Quell’Europa che dagli anni Ottanta ha mutato geneticamente la sua anima, passando dall’unione dei popoli auspicata da Altiero Spinelli all’Europa dei capitali e dell’Euro, ha spogliato di ogni caratteristica sociale ed economica la nozione di sicurezza assoggettandola a logiche securitarie. E nasce in questa situazione la “Polizia europea”. Tale organo, costituito da Polizie militari, da protocollo dovrebbe intervenire in tutti i Paesi dell’Unione, per ragioni di ordine o sicurezza pubblica, ma senza obbligo di riferire alla magistratura dei singoli Paesi. Visto il dominio del capitale e di una spinta alla guerra sempre più forte, nell’Ue la costituzione di una Polizia europea desta non poche preoccupazioni per la tenuta democratica e per le agibilità sociali.

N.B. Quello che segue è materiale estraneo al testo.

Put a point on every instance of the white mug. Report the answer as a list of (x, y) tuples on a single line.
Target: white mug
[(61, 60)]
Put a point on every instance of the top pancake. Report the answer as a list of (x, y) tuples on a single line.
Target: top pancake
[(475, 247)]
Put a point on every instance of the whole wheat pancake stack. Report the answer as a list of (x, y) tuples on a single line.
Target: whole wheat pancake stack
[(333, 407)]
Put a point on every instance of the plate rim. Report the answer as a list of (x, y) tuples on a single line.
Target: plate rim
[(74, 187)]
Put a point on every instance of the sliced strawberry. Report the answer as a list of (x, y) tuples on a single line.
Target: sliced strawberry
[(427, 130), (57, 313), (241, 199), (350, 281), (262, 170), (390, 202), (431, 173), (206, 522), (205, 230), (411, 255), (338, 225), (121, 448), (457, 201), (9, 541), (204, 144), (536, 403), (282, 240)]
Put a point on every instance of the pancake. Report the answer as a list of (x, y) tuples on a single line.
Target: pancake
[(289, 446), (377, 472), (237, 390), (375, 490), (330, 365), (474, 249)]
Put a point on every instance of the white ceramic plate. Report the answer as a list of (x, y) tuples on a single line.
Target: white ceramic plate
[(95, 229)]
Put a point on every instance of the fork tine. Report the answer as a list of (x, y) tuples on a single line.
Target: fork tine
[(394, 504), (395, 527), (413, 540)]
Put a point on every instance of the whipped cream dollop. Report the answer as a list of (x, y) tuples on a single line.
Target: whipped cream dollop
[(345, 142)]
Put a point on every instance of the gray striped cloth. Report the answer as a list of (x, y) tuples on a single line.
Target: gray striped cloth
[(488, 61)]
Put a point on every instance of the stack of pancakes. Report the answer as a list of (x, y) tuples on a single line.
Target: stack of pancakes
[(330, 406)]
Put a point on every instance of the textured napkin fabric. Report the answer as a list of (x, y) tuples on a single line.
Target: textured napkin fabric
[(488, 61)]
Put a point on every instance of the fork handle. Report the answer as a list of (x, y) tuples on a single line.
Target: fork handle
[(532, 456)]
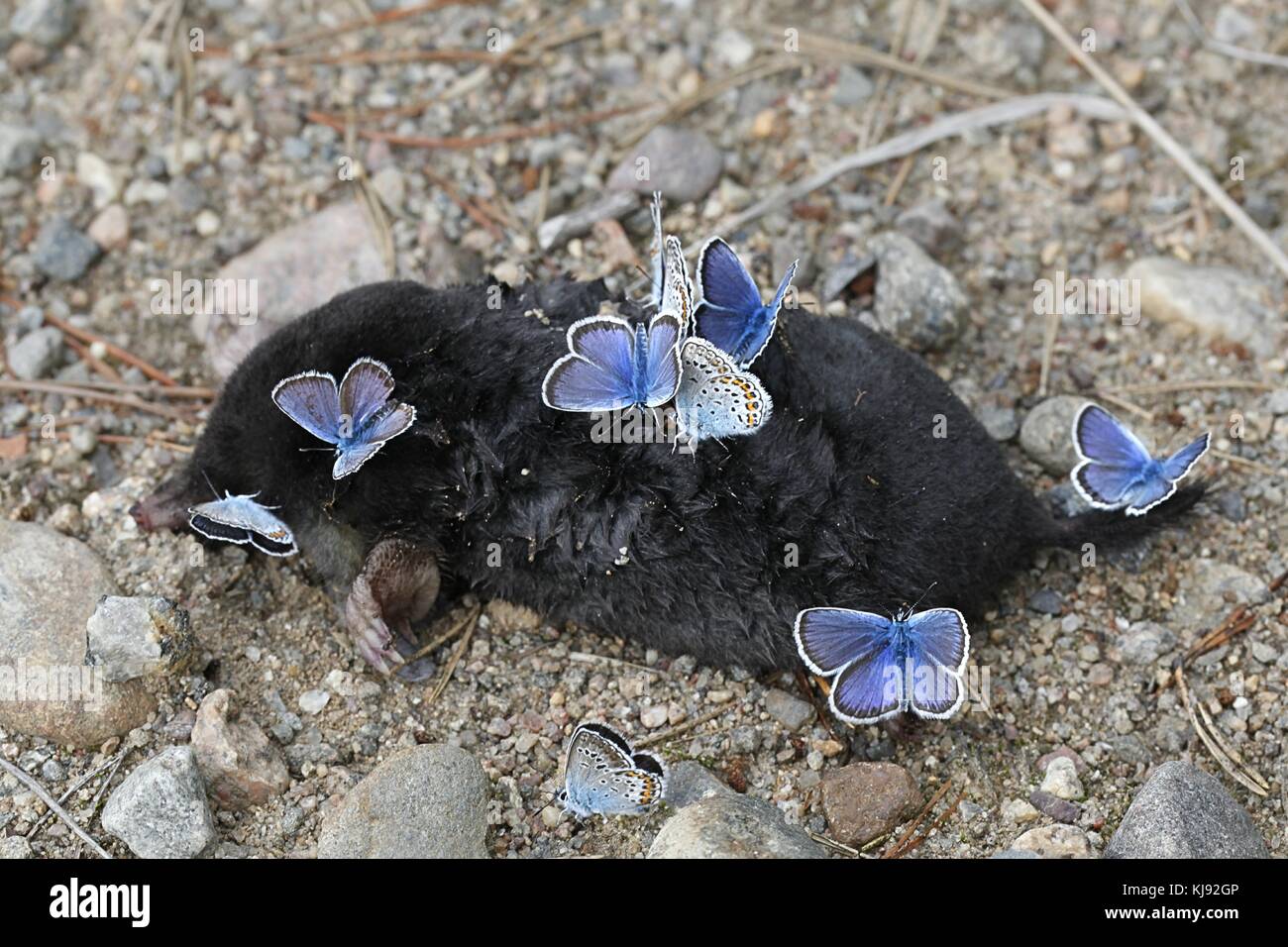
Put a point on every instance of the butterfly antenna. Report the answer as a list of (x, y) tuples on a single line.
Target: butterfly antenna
[(206, 478), (925, 592)]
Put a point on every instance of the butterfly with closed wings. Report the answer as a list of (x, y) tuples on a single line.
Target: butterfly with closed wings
[(880, 668), (715, 398), (604, 777), (729, 311), (357, 416), (1116, 471), (239, 518)]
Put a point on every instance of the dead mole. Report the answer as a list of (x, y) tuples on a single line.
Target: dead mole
[(870, 483)]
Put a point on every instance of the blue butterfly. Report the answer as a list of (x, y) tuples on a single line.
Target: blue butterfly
[(1117, 471), (729, 312), (887, 667), (613, 364), (237, 518), (604, 777), (715, 398), (357, 416)]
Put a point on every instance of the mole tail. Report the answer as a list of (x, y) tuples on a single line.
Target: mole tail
[(1115, 527)]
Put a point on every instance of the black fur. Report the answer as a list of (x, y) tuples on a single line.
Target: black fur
[(877, 508)]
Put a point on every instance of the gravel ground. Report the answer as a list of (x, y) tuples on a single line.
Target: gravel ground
[(156, 159)]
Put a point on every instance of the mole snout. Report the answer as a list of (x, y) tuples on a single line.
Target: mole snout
[(165, 509)]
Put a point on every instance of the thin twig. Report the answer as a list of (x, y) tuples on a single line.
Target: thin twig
[(910, 142), (1193, 385), (1247, 462), (382, 56), (587, 657), (1125, 405), (21, 776), (1229, 48), (91, 394), (456, 657), (759, 68), (44, 819), (832, 844), (827, 47), (1214, 748), (462, 144), (115, 351), (896, 851), (1170, 146), (446, 637), (378, 20), (684, 727)]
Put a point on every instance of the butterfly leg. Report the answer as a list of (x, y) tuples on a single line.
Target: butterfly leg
[(397, 585)]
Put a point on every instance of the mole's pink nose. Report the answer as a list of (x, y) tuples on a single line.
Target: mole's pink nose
[(165, 509)]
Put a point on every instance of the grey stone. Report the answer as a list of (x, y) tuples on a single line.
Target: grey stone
[(18, 149), (1046, 434), (137, 637), (918, 303), (932, 226), (160, 810), (687, 783), (37, 355), (1214, 300), (14, 847), (853, 86), (50, 586), (684, 165), (1000, 421), (1046, 602), (1233, 26), (47, 22), (1059, 809), (1061, 780), (429, 801), (790, 711), (240, 764), (559, 230), (730, 826), (294, 270), (62, 252), (1055, 841), (1181, 812), (1145, 642)]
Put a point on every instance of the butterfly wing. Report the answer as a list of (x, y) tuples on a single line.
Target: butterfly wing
[(365, 389), (658, 253), (677, 289), (312, 401), (597, 372), (241, 519), (1104, 440), (724, 282), (662, 371), (870, 688), (601, 777), (1102, 486), (938, 644), (1180, 463), (828, 639), (715, 398), (1113, 458), (389, 421)]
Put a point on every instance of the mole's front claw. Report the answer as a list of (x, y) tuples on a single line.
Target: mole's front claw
[(397, 586)]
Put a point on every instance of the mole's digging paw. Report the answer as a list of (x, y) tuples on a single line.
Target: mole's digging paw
[(397, 586)]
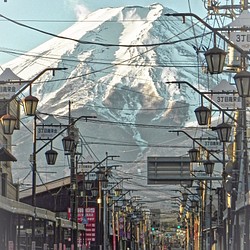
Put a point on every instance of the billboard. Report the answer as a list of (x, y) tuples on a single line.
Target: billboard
[(168, 170)]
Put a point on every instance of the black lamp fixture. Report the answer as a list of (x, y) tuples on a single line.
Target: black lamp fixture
[(194, 154), (242, 81), (68, 143), (100, 174), (118, 192), (203, 114), (199, 191), (51, 156), (88, 185), (215, 59), (184, 196), (30, 104), (209, 167), (8, 122), (94, 192), (194, 203), (224, 131)]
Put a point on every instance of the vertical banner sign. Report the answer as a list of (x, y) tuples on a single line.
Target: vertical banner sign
[(90, 231)]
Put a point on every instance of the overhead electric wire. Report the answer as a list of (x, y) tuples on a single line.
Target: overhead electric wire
[(87, 42)]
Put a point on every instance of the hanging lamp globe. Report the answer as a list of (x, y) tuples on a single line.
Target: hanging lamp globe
[(8, 123), (209, 167), (242, 81), (203, 115), (215, 59), (88, 185), (194, 154), (94, 192), (224, 131), (68, 143), (51, 156), (30, 105)]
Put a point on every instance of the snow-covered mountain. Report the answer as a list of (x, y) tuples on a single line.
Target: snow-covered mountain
[(117, 60)]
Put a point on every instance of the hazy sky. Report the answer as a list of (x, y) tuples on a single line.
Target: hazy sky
[(56, 15)]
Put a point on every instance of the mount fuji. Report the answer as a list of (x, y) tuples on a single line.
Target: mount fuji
[(117, 62)]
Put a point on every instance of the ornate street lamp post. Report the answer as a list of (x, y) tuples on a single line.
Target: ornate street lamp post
[(215, 58)]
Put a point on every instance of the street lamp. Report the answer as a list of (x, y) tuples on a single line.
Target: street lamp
[(51, 156), (224, 131), (30, 104), (242, 81), (68, 143), (8, 122), (215, 59), (203, 115), (194, 154)]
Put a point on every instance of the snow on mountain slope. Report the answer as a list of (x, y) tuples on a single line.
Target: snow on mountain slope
[(117, 60)]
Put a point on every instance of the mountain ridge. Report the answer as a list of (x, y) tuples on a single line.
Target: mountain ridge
[(124, 86)]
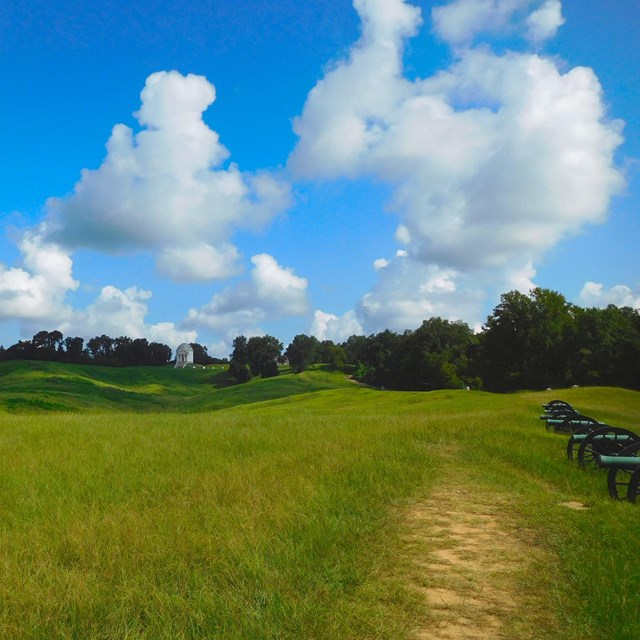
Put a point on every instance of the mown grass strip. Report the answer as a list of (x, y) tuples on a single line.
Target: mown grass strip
[(285, 518)]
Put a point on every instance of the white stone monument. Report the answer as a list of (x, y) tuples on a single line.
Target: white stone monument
[(184, 356)]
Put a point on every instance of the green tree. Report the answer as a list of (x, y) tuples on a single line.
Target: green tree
[(263, 352), (301, 352)]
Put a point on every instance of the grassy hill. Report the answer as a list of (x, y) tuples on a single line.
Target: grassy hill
[(309, 507), (28, 386)]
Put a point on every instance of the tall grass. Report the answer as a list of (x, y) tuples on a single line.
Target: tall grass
[(284, 519)]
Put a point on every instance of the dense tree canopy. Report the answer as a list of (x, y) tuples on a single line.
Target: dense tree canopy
[(529, 341), (102, 350)]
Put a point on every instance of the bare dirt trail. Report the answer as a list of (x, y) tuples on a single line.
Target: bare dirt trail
[(469, 567)]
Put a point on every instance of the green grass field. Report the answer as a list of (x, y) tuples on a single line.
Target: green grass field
[(153, 503)]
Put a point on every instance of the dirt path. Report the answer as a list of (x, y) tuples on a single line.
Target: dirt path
[(468, 566)]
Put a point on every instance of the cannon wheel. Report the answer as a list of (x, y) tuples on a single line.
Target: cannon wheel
[(558, 404), (633, 490), (617, 439), (568, 427), (619, 480), (573, 445), (560, 415)]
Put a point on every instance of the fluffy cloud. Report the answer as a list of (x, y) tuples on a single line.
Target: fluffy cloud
[(327, 326), (271, 292), (492, 161), (199, 263), (122, 313), (164, 188), (35, 295), (35, 292), (408, 291), (595, 295), (545, 22), (459, 22)]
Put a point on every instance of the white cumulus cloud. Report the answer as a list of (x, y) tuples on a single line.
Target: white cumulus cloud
[(594, 294), (460, 21), (35, 292), (543, 23), (271, 292), (492, 161), (116, 312), (165, 188), (327, 326)]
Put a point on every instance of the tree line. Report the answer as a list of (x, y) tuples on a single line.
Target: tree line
[(100, 350), (530, 341)]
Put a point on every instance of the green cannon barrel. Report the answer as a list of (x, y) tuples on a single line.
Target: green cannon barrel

Potrà capitare che i Paesi dell’Unione inizino a adeguarsi a questi dettami legiferando in modo tale che anche le proteste, legittime e pacifiche, contro la costruzione di inquinanti e devastanti opere pubbliche siano oggetto di feroce repressione.

Ma se sarà chiamato a decidere un organo di Polizia europeo, ci saranno ancora garanzie democratiche?

I tanti Soloni del Diritto che negli anni hanno rivendicato i principi di democratica libertà, come mai ora tacciono di un assordante silenzio, così come durante la pandemia e i suoi abusi?

È importante che chi ha a cuore l’idea di un mondo dove a fare il bello e il cattivo tempo non siano i capitali economici e finanziari con i loro apparati repressivi, si mobiliti sulla necessità di costruire non solo un punto di vista critico ai processi in atto ma anche un’opposizione a un modello sociale nel quale gli spazi di libertà e di democrazia sono ormai ridotti al lumicino. Del resto, sono proprio le società in crisi, economicamente e socialmente vulnerabili, quelle che si prestano a subire ricette autoritarie facendoci perdere di vista la necessità, e l’urgenza, di superare una visione autoritaria dello Stato e dei suoi apparati che ci riporta indietro di secoli, allo stato di natura, alla cieca repressione di ogni opposizione.